3 March: Matthew 23.1-12

Then Jesus said to the crowds and to his disciples, ‘The scribes and the Pharisees sit on Moses’ seat; therefore, do whatever they teach you and follow it; but do not do as they do, for they do not practise what they teach. They tie up heavy burdens, hard to bear, and lay them on the shoulders of others; but they themselves are unwilling to lift a finger to move them. They do all their deeds to be seen by others; for they make their phylacteries broad and their fringes long. They love to have the place of honour at banquets and the best seats in the synagogues, and to be greeted with respect in the market-places, and to have people call them rabbi. But you are not to be called rabbi, for you have one teacher, and you are all students. And call no one your father on earth, for you have one Father—the one in heaven. Nor are you to be called instructors, for you have one instructor, the Messiah. The greatest among you will be your servant. All who exalt themselves will be humbled, and all who humble themselves will be exalted.


Being a good hypocrite

If we sit on Moses’ seat and give instruction then we are like the Pharisees: likely to give good advice but we are unlikely to practise what we teach. Fortunately if instead we live the life of a humble student then we will be exalted.

There are a couple of problems.

  1. Don’t we have a moral duty to teach the young and the enquiring? Can we really leave teaching a child “how to cross Mill Road” to the Messiah?
  2. What if I like a decent seat when I go to a banquet and I like to be greeted with a bit of bonhomie and respect when I am out and about?

Should we really leave these things to “others”, letting them be humbled in the end times while we are exalted?

The reality is hypocrisy is part of life and that is not entirely a bad thing.

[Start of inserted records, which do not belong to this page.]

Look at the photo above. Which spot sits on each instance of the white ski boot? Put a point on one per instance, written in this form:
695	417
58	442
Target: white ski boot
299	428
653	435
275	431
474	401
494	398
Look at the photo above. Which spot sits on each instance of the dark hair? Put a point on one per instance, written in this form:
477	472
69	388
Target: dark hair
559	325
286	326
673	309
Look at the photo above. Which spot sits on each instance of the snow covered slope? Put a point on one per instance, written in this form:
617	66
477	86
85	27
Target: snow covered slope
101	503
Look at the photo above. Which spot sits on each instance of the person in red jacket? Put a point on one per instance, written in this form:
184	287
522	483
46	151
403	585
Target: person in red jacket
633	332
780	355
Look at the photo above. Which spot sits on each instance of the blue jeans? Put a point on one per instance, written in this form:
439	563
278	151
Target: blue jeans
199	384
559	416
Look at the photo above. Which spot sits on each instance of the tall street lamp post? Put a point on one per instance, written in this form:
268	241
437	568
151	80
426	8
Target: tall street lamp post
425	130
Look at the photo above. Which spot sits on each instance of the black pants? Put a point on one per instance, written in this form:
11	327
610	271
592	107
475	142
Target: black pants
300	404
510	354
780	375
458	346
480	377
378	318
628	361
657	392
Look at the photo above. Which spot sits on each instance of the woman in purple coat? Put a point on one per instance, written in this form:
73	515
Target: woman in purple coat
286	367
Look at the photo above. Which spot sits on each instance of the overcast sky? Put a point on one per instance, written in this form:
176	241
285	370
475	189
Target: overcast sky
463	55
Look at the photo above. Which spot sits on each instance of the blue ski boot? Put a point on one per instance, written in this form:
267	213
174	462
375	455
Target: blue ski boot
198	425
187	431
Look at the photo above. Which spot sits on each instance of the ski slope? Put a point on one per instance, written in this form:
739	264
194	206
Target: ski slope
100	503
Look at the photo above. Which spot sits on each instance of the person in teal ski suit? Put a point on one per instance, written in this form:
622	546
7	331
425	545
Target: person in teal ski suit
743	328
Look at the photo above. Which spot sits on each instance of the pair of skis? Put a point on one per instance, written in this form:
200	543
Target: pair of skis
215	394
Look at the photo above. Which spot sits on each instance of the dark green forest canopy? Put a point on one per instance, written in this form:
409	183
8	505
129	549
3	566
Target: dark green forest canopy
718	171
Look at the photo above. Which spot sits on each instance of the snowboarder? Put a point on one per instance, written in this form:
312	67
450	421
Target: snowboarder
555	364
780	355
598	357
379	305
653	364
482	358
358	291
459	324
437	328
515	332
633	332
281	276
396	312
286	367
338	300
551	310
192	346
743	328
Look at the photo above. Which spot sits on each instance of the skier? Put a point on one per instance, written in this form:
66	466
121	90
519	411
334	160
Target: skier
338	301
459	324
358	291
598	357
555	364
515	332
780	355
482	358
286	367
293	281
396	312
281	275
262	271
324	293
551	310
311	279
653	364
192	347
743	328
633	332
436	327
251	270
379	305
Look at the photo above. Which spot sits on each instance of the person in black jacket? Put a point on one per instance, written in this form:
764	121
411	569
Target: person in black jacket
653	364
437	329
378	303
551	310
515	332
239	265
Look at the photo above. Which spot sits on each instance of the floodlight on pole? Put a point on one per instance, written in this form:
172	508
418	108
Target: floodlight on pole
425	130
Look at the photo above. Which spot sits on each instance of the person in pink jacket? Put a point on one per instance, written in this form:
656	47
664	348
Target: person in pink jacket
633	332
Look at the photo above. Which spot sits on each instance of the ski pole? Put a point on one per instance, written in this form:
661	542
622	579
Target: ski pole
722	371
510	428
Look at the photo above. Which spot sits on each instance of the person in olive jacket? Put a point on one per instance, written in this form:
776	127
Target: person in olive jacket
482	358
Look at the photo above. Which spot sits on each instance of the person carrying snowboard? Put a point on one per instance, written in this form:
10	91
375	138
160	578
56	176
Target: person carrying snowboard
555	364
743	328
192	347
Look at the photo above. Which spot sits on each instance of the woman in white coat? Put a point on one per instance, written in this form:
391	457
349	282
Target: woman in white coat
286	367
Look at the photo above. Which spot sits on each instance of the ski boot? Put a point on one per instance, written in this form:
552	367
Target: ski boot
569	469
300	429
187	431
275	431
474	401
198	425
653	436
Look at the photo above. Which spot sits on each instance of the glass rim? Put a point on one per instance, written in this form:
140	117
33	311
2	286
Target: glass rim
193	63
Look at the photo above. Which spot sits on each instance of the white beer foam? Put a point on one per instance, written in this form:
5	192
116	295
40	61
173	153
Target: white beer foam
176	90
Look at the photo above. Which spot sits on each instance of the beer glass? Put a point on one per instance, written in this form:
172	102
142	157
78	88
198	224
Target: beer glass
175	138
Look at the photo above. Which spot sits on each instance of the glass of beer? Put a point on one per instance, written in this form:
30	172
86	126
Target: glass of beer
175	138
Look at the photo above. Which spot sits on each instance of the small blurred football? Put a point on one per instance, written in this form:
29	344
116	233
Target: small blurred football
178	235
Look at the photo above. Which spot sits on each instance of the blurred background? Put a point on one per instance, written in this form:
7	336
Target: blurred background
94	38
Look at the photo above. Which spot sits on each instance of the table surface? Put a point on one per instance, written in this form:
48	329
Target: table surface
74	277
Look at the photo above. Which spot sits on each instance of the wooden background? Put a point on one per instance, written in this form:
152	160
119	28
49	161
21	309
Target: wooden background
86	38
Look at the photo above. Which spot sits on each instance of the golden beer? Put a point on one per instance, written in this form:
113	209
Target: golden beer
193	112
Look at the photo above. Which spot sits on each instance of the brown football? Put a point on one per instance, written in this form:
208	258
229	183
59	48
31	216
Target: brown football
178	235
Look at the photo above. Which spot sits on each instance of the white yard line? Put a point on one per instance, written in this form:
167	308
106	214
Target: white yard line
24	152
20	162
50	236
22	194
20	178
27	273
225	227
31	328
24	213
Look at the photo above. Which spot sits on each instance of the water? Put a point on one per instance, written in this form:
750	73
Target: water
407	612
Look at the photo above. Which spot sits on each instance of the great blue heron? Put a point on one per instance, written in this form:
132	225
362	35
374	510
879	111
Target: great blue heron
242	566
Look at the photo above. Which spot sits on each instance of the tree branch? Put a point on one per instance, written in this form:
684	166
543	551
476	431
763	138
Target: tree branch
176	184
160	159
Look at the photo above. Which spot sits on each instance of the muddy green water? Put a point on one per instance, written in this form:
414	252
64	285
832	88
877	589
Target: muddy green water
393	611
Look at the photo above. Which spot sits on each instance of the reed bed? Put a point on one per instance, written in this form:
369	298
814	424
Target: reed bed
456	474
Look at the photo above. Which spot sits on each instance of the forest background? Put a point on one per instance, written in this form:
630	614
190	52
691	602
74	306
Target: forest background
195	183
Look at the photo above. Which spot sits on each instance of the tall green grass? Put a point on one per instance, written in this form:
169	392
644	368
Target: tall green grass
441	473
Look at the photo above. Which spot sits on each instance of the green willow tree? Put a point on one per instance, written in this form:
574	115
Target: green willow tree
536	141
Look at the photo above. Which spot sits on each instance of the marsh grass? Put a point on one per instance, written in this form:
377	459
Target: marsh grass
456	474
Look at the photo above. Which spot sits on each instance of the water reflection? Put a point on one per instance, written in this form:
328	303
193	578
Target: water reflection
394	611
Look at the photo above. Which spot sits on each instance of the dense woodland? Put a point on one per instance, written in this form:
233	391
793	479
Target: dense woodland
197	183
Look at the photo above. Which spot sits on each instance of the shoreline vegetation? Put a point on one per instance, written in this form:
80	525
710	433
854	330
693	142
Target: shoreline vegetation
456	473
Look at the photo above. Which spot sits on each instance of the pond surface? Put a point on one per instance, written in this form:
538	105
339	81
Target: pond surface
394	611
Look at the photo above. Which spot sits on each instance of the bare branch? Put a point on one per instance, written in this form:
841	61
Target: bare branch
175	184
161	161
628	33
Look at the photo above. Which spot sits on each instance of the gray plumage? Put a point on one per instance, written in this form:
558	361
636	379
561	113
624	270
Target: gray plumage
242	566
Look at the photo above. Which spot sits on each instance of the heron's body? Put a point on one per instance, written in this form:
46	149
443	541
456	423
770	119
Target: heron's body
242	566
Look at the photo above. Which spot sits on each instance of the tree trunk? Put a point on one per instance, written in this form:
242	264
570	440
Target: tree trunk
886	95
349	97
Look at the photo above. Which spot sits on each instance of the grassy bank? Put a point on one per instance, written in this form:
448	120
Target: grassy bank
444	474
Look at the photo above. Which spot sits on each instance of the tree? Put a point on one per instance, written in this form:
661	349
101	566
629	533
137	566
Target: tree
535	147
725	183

The art of being a good hypocrite is, by this account, about not placing heavy burdens on others unless you are also willing to lift a finger to help.

We all teach and we all have a public life, so here are some things to reflect upon:

  • How do you teach? Inventing rules for a new game to be played with friends, leading a class or being an adult interacting with a five year old? There are things you may be doing which make your students’ lives a bit more complicated than maybe they need to be, to force them to work harder to find the solution, set up standards and comparisons they can’t reach. These are all things that are surprisingly easy to do from the best motives (or through sheer inadvertence).
  • With what authority you teach? Moses’ chair, being bossy, knowing what you are talking about? All of these give you an edge over the students which can be used to lead them forward one step at a time or keep them one step behind you.
  • Why are you ever offered a seat of honour? Is it a mutual honour for you and your host or are you being placed there just to keep you sweet? You can’t really answer this on behalf of your host but you can be honest about your reactions to being given a bad seat.
  • What do you enjoy when you are greeted in the street? Is it the joy in recognition or a desire for random passers-by, who know you not from Adam, to recognise you as important?

Think about the list first just to get an idea of what you do. Then think about it in terms of placing burdens on others. Then think about it in terms of lifting a finger to help them. Lastly, think about it in terms of what things really might be left to the Messiah after all – with you merely providing the helping hand.